Turn a routine into a ritual when your nervous system needs a trustworthy state change

The practical answer from Jonny Miller’s conversation with Casper Ter Kuile is this: ritual is not mainly about adding more spiritual content to your life. It is about giving an outer structure to an inner change of state — work into rest, scrolling into presence, isolation into belonging, eating into gratitude, transition into meaning.1

For nervous-system practice, that matters because many people do not need a more impressive morning routine. They need small, repeatable thresholds that help the body know: now we are here; now we are safe enough to attend; now we can stop; now we belong; now this matters.

Use this guide when you are:

  • living in the same space all day and struggling to mark transitions;
  • reaching for your phone whenever there is a few seconds of emptiness;
  • craving meaning, rest, community, or spirituality but resisting formal religion;
  • trying to build a grounded integration practice after a big insight or retreat;
  • wanting rituals that are embodied, ethical, and practical rather than performative.

1This is a reflection and practice guide, not medical advice, therapy, trauma treatment, or a promise that ritual will resolve anxiety, depression, dysregulation, grief, burnout, or relational harm. If a practice makes you feel destabilized, dissociated, compulsive, or unsafe, pause and seek qualified support.

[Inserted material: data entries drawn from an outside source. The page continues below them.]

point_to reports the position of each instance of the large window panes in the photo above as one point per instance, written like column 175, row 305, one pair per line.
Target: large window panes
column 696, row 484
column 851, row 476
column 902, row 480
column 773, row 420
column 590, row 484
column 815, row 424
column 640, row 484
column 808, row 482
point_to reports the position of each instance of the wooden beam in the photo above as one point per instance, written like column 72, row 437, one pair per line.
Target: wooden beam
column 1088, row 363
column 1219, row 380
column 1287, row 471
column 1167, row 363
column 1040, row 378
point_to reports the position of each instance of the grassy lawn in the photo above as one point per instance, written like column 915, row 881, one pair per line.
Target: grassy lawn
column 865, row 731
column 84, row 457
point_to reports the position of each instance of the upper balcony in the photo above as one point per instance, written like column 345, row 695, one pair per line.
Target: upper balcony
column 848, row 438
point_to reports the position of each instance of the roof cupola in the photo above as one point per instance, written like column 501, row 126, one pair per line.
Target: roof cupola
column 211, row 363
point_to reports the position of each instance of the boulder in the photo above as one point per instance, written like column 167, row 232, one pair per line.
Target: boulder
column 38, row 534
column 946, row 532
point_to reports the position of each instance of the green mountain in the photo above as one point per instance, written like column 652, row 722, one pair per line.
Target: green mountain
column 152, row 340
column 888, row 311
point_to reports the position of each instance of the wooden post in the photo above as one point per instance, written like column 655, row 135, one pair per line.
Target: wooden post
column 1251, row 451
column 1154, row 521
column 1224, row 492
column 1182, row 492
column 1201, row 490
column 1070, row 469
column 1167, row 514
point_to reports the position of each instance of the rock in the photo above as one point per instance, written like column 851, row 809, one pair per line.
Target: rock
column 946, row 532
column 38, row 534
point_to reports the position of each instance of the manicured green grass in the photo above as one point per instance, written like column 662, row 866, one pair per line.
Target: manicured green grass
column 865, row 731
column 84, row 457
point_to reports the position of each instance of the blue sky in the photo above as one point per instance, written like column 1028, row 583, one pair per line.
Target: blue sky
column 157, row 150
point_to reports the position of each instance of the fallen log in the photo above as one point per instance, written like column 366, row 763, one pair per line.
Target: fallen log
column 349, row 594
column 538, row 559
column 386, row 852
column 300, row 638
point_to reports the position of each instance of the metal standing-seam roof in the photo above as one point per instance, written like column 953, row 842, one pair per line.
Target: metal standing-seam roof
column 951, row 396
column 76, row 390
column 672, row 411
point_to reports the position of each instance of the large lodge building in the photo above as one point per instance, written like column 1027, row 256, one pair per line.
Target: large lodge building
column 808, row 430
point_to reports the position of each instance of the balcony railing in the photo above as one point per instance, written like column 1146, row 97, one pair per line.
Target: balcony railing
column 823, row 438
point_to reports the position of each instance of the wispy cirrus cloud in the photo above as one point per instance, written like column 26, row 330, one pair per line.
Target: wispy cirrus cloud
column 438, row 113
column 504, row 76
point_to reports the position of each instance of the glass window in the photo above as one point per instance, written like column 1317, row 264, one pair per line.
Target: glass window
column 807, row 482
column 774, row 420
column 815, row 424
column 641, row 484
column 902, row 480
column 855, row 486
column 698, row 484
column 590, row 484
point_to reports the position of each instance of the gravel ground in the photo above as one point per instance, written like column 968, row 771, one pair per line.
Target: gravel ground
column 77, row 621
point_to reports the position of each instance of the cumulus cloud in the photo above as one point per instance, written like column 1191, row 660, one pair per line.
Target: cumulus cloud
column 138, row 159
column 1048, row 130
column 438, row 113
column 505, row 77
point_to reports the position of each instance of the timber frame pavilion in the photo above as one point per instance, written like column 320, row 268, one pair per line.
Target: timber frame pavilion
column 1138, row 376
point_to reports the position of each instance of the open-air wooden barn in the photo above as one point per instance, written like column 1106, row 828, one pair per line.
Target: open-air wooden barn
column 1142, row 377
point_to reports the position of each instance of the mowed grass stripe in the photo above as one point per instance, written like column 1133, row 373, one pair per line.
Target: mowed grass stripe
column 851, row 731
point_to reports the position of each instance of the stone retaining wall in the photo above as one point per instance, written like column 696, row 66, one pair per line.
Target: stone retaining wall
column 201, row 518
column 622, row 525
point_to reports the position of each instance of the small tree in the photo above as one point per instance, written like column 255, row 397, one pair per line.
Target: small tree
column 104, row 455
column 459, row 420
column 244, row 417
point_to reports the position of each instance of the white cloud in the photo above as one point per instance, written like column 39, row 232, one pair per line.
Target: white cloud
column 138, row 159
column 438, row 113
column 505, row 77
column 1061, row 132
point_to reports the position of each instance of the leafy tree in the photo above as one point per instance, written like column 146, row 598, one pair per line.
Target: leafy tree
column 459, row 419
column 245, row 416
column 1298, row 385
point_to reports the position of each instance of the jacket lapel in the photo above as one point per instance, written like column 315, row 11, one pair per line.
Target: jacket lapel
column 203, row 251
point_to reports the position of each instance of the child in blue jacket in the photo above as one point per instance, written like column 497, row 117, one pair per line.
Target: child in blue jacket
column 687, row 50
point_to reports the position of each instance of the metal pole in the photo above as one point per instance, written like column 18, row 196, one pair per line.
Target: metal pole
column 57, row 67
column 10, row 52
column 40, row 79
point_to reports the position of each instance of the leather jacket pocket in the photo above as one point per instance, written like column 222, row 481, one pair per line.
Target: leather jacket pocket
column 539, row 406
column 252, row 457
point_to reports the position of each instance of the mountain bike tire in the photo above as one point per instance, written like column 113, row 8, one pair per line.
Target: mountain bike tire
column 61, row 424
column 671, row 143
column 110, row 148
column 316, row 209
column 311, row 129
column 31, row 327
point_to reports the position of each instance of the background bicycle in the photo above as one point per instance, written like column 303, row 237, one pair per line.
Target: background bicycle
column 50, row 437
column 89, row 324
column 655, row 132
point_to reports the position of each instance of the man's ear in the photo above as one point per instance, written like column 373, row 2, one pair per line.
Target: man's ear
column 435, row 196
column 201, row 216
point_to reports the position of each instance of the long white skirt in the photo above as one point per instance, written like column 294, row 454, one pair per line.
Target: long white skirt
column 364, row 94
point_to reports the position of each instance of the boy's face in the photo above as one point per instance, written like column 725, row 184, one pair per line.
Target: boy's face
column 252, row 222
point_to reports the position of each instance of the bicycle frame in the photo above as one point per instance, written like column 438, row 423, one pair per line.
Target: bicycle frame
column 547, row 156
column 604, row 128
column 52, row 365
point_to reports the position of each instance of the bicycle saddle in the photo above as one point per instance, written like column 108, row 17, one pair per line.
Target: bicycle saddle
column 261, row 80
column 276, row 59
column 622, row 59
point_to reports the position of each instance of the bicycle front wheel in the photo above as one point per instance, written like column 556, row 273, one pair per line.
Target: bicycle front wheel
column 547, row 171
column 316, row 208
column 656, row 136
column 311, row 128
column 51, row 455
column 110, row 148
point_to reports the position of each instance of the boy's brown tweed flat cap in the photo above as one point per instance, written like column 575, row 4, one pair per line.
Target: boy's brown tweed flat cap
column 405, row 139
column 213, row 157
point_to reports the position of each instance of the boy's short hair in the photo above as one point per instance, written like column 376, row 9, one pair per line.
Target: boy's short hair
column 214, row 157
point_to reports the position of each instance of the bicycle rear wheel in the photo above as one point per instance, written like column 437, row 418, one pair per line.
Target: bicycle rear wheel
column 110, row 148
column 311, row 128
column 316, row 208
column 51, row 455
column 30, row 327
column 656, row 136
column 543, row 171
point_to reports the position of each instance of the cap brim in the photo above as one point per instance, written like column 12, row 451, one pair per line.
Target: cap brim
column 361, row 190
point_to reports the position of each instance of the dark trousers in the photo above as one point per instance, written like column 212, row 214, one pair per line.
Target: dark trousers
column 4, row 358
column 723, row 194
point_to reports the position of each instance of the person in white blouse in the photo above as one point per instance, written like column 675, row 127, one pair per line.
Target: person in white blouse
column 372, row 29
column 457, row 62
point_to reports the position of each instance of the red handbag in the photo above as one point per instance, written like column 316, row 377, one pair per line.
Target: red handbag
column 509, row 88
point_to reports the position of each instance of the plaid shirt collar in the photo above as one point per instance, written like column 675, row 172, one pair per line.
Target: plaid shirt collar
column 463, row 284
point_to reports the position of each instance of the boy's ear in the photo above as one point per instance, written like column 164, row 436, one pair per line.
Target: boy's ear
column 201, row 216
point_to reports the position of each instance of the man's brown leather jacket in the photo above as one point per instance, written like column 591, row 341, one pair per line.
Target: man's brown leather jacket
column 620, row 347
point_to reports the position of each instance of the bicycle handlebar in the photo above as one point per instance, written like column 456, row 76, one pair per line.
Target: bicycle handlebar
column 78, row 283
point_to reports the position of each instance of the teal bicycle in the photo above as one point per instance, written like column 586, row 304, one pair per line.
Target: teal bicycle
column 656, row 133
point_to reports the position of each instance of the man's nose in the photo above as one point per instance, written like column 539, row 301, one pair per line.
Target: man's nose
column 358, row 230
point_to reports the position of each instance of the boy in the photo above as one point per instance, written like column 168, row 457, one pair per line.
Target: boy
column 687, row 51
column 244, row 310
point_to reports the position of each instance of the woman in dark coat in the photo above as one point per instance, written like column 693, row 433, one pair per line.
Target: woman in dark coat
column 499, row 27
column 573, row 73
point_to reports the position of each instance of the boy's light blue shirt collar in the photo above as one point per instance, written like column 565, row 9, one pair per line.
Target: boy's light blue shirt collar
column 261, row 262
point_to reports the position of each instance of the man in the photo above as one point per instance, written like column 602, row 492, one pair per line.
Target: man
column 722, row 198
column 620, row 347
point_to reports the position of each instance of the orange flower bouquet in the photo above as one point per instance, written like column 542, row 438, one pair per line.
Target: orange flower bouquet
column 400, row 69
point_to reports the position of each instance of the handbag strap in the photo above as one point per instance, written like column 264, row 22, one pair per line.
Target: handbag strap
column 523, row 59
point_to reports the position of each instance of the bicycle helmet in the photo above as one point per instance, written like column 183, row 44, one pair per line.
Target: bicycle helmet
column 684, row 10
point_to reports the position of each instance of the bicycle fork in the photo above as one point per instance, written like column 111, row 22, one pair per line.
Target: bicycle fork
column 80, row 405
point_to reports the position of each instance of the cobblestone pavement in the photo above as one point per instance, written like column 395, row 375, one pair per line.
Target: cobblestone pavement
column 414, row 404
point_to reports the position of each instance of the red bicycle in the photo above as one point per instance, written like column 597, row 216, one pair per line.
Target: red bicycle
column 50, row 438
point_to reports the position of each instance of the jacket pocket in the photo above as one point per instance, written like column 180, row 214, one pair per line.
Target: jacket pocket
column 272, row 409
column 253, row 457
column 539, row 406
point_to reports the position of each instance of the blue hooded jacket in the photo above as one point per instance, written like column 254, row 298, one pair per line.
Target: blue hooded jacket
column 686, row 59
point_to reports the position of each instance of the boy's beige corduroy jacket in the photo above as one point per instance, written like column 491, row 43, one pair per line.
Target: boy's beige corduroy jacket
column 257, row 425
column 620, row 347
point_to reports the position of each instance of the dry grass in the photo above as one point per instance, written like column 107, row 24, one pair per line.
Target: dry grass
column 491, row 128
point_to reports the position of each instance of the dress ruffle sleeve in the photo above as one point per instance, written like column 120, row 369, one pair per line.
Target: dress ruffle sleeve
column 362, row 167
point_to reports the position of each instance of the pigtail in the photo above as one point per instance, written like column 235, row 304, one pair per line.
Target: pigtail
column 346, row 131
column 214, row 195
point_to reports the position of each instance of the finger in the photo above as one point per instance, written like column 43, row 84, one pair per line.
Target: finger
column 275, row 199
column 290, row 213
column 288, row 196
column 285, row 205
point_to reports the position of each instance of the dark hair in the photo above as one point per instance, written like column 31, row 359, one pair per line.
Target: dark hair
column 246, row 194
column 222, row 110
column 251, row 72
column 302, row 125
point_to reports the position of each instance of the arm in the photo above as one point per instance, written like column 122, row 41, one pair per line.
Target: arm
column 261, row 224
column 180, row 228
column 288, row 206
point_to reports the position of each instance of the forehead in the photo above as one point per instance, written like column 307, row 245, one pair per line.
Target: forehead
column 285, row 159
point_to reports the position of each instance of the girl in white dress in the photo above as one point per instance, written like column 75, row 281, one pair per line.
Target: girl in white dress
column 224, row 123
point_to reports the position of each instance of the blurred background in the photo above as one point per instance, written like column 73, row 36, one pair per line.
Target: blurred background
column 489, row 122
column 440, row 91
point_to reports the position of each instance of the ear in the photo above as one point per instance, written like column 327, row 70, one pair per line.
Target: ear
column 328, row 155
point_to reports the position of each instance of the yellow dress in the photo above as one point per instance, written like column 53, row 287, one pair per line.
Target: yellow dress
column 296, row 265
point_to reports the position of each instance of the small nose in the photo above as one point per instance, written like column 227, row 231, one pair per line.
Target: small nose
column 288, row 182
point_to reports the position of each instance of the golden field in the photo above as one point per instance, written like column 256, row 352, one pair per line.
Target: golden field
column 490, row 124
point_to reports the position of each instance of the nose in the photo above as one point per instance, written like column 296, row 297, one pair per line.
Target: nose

Start with the routine that is already trying to regulate you

Casper’s first move is mercifully simple: notice what you are already doing. The morning coffee before checking your phone, the thirty seconds at the window while water boils, the bedtime snuggle, the poem before sleep, the walk after work — these may already be functioning as small state-shifts.2

The difference between a habit and a ritual is not that one is secular and the other is religious. Casper describes a habit as patterned behavior with an obvious practical outcome, like brushing your teeth. A ritual is also patterned, but it symbolically expresses or supports an inner state change: a wedding ring makes commitment visible; changing clothes can mark work-time ending; lighting a candle can tell the body that a different quality of attention is beginning.1

Try this audit:

Existing routine What it may already regulate How to ritualize it without making it precious
Morning coffee or tea Orientation, agency, pacing Before the first sip, feel the cup with both hands and name one intention.
End-of-work clothes change Boundary between roles Say: “Work is not finished, but work time is complete.”
First bite of dinner Downshifting, receiving, gratitude Smell the food, take one slow bite, and notice texture before conversation resumes.
Bedtime reading Safety, closeness, closure Put the phone outside the room and read one short passage aloud.
Looking at the sky Perspective, awe, belonging Take three breaths while remembering you are part of a larger world.

The key is not to ritualize everything. Casper explicitly says not everything needs to become ritual. A ritual can be a bridge into another way of being; ordinary life can then continue without being over-designed.2

A cautious research bridge: ritual researchers describe rituals as serving possible regulatory functions around emotion, performance, and social connection, but that does not mean any given ritual produces a guaranteed health outcome.3 Treat ritual as a condition for attention and meaning, not as a clinical intervention.

Remove the enemies of ritual: distraction, cynicism, and unconscious worship

Casper names the phone as one of the obvious enemies of ritual, not because technology is inherently bad, but because ritual requires attention and intention. If your hand reaches for the phone at every red light, in the bathroom, or during any thirty-second gap, the nervous system never learns that emptiness can be safe.4

His definition gives you a diagnostic:

A ritual needs intention before it and attention during it.4

That means the first design question is not, “What is the perfect ritual?” It is, “What keeps hijacking my attention before the state change can happen?”

Use this friction map:

Ritual blocker Nervous-system pattern it may reinforce Design response
Phone on the table Orienting outward for novelty or threat Put it in another room before meals, reflection, or sleep.
Multitasking Preventing full arrival Choose a ritual short enough to do with one channel of attention.
Productivity guilt Rest is only allowed after completion Use a fixed threshold: “At this time, we stop.”
Cynicism or embarrassment Fear of looking earnest, naive, or weird Start privately or with one trusted person. Let it be awkward.
Consumer default Treating buying, optimizing, or consuming as sacred by accident Ask: “What am I treating as worthy of reverence by repetition?”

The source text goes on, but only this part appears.